What this really comes down to is that, to Rand, your feelings and desires only matter if you’re a follower of her philosophy. If you’re an Objectivist, you matter more than other people, and you’re entitled to do whatever you want: cheat, lie, steal, kill, break any laws that stand in your way, and generally act like a comic-book supervillain.
The second part of The Fountainhead ends with a brief scene where Roark goes to see his mutilated temple. He’s not sure whether it’s to torture himself or to prove that he can stand the sight:
It was late and the garden of the Stoddard Home was deserted. The building was dark, a single light showed in a back window upstairs. Roark stood looking at the building for a long time.
The door under the Greek portico opened and a slight masculine figure came out. It hurried casually down the steps — and then stopped.
“Hello, Mr. Roark,” said Ellsworth Toohey quietly.
Toohey admits he’s been hanging around the building, inventing one excuse after another to be there, just because he was sure Roark would eventually come to see it and Toohey wanted to be there to witness his reaction.
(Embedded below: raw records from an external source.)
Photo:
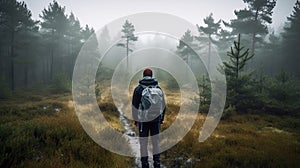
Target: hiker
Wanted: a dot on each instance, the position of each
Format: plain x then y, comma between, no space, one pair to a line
148,119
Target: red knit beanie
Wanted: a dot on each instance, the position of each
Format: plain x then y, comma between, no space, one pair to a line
147,72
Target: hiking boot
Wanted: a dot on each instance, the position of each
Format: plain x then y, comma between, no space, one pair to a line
156,165
145,165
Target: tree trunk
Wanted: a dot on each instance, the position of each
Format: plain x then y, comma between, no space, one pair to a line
209,54
127,52
12,53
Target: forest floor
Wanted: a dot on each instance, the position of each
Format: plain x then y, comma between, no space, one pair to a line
42,130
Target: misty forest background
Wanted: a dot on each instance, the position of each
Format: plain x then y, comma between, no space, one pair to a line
37,58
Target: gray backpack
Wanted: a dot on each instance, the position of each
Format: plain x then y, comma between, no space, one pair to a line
151,105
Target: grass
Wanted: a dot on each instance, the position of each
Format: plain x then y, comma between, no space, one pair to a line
244,141
34,134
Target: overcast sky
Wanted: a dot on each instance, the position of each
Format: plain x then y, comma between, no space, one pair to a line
97,13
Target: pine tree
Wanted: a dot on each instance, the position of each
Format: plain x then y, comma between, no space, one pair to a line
54,25
212,28
185,44
128,36
238,91
253,20
15,17
291,42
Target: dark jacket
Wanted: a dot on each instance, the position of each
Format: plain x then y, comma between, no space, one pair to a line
137,95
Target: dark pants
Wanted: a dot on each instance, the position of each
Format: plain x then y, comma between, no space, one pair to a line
144,129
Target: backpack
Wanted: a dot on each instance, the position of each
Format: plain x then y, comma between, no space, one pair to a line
151,105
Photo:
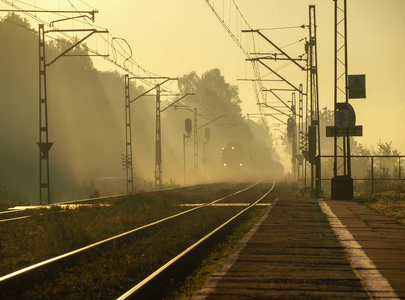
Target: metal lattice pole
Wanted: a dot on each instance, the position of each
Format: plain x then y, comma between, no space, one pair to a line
44,144
127,160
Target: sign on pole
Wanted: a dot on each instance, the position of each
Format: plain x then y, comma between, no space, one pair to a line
340,131
357,86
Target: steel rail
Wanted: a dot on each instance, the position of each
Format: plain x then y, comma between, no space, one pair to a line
48,262
137,288
13,211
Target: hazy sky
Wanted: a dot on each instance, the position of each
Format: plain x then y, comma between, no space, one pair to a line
175,37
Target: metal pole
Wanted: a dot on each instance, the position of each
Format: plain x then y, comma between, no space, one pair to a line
128,137
195,146
158,147
372,175
184,157
44,145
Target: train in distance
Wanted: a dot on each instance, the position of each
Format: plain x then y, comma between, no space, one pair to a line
239,163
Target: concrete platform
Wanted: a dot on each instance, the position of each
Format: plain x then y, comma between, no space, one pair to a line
293,253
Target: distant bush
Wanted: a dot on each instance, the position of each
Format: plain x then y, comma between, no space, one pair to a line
11,195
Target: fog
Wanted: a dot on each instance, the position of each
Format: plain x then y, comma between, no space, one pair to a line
86,114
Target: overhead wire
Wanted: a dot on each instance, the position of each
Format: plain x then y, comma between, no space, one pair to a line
122,57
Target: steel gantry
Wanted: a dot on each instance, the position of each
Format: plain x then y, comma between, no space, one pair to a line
342,183
128,158
44,144
314,137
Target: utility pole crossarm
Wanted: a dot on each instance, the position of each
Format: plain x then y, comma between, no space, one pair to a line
278,75
151,89
223,116
75,44
269,106
275,46
182,97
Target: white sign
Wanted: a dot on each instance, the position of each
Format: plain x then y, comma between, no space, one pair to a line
349,131
342,118
357,86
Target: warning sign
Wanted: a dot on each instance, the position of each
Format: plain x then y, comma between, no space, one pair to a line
357,86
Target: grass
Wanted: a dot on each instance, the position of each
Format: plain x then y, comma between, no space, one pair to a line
119,266
49,233
216,258
391,204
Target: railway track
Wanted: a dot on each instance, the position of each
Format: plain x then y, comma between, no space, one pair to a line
39,277
24,212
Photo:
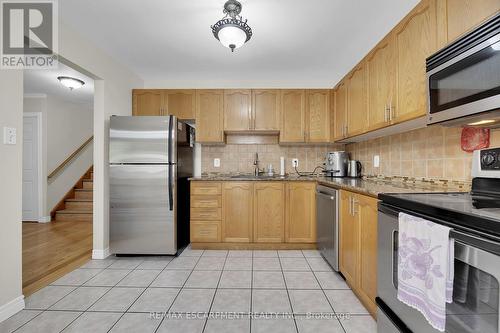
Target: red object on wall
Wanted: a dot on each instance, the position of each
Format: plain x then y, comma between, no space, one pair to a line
474,138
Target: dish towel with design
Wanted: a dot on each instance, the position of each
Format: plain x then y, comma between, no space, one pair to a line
425,267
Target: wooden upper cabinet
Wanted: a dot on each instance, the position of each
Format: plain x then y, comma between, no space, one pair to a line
237,110
269,212
318,115
357,115
266,109
366,208
293,116
237,212
340,111
210,116
415,40
300,221
381,78
349,242
464,15
147,102
180,103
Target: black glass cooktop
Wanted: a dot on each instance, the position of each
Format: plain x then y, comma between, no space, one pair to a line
477,212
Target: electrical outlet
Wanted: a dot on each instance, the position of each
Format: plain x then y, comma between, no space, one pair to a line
9,136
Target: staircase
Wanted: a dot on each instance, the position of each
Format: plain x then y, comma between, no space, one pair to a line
78,204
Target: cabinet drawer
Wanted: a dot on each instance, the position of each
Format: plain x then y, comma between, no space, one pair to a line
205,214
205,188
205,231
206,201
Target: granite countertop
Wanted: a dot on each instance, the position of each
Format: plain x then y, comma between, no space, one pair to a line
371,186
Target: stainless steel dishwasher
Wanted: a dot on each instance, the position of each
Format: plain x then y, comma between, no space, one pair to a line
327,224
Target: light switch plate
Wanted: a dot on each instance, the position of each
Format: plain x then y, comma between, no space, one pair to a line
9,136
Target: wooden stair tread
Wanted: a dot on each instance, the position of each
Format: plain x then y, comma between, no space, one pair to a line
67,211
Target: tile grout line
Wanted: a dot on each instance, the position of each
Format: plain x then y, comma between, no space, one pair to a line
324,293
180,290
110,288
215,293
76,287
288,293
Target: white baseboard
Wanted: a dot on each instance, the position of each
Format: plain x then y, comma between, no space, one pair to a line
11,308
44,219
100,254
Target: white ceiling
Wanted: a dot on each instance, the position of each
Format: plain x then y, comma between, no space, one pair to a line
45,81
296,43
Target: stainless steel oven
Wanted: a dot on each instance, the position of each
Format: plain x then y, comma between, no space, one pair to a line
476,297
464,79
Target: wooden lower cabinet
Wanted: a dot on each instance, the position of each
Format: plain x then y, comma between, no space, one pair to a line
237,212
253,214
358,246
269,212
300,223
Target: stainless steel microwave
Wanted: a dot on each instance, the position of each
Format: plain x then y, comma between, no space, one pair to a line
463,79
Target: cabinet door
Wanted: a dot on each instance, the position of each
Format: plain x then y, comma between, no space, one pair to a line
348,239
209,116
381,78
293,116
237,215
366,208
269,212
300,224
415,39
318,116
147,102
357,116
340,113
237,114
463,15
180,103
265,109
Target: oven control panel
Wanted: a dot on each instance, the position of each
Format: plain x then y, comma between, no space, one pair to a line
490,159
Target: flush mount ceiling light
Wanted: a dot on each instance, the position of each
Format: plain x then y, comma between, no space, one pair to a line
70,82
231,30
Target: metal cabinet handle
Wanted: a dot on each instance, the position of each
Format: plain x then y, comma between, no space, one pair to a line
354,203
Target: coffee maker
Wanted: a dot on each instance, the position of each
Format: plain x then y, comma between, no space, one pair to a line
336,164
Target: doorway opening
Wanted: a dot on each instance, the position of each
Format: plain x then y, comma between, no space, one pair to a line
58,129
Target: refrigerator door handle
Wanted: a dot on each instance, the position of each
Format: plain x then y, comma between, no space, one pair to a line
170,187
170,135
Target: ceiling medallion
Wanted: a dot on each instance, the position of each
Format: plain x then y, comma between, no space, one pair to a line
231,30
He insists that he, more than anyone else alive, understands the meaning of Roark’s work (“You haven’t many people around you who can say that. It’s a greater bond than if I were your devoted, but blind supporter”). In return, he asks if Roark understands what Toohey did to the building and why (“You who know the language of structure and the meaning of form. Do you see no purpose here?”), to which Roark responds with a noncommittal grunt.
“Mr. Roark, we’re alone here. Why don’t you tell me what you think of me? In any words you wish. No one will hear us.”
“But I don’t think of you.”
If Toohey was hoping to see Roark miserable so that he could gloat, this isn’t what he wanted to hear. He seems disappointed, and he walks quietly away leaving Roark alone.
For the record, this is the only time that the ostensible hero and the ostensible villain of this novel interact. It’s supposed to be a devastating putdown, that Roark considers Toohey such a contemptible little pipsqueak that he doesn’t consider it worthwhile to spend even a moment thinking about him. But it falls a little flat in light of the fact that Toohey has been very successful at damaging Roark’s career and will continue to be a dangerous and effective enemy for the remainder of the novel. Under the circumstances, refusing to take any action against him seems like a willful effort on Roark’s part to evade unpleasant truths.
* It’s also possible that Rand didn’t dwell too much on the Depression because that would mean admitting that FDR’s New Deal (which she hated) helped to end it.